An evaluation of the stability implications of the bail-in design
suggests the answer is no (unless there are significant improvements in that design)
The Great Financial Crisis (GFC) crisis forced governments to choose between the unattractive alternatives of either bailing out a systemically important bank (SIB) or allowing it to fail disruptively. Bail-in has been put forward as an alternative that potentially addresses the too-big-to-fail and contagion risk problems simultaneously. Though its efficacy has been demonstrated for smaller idiosyncratic SIB failures, its ability to maintain stability in cases of large SIB failures and system-wide crises remains untested.
It is therefore critical to evaluate the financial stability implications of the bail-in design, and address any shortcomings in that design, before another severe financial crisis takes hold. While a qualitative literature exists that critically evaluates aspects of the bail-in design, to the best of our knowledge no papers have been published yet that quantitatively assess the systemic implications of the bail-in design. In our paper, (CEPR DP 16509), we aim to fill that gap. Our main contribution is to assess the financial-stability implications of the bail-in design, explicitly accounting for the multi-layered networked nature of the financial system. More broadly, our paper adds to the literature on the too-big-to-fail problem and how to resolve it.

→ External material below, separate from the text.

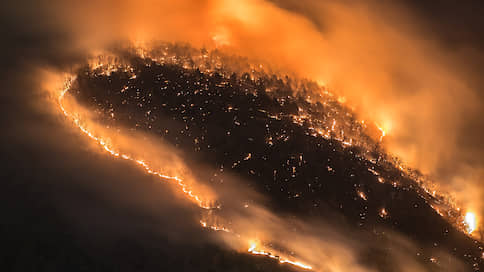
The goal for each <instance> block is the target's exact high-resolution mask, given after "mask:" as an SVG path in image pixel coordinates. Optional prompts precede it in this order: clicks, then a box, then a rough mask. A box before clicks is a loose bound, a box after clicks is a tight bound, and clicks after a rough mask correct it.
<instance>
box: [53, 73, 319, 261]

Our findings indicate that the too-big-to-fail problem remains essentially unresolved at present. Our results suggest that bail-ins under their current design are not a credible alternative to a bail-outs in severe financial crises, such as that experienced in the GFC, or in cases of idiosyncratic failures of the largest SIBs (see Figure 3, orange lines). The orange lines show that “poorly” designed bail-ins could exacerbate financial distress by increasing contagious asset losses by multiple trillions of euros. On the positive side, our results also suggest that a possible shift towards financial stability remains in the hands of policymakers – even in systemic crises – if bail-in design parameters are changed from their “poor” to “good” values (see Figure 3, blue lines). But we fear that political economy incentives make this unlikely.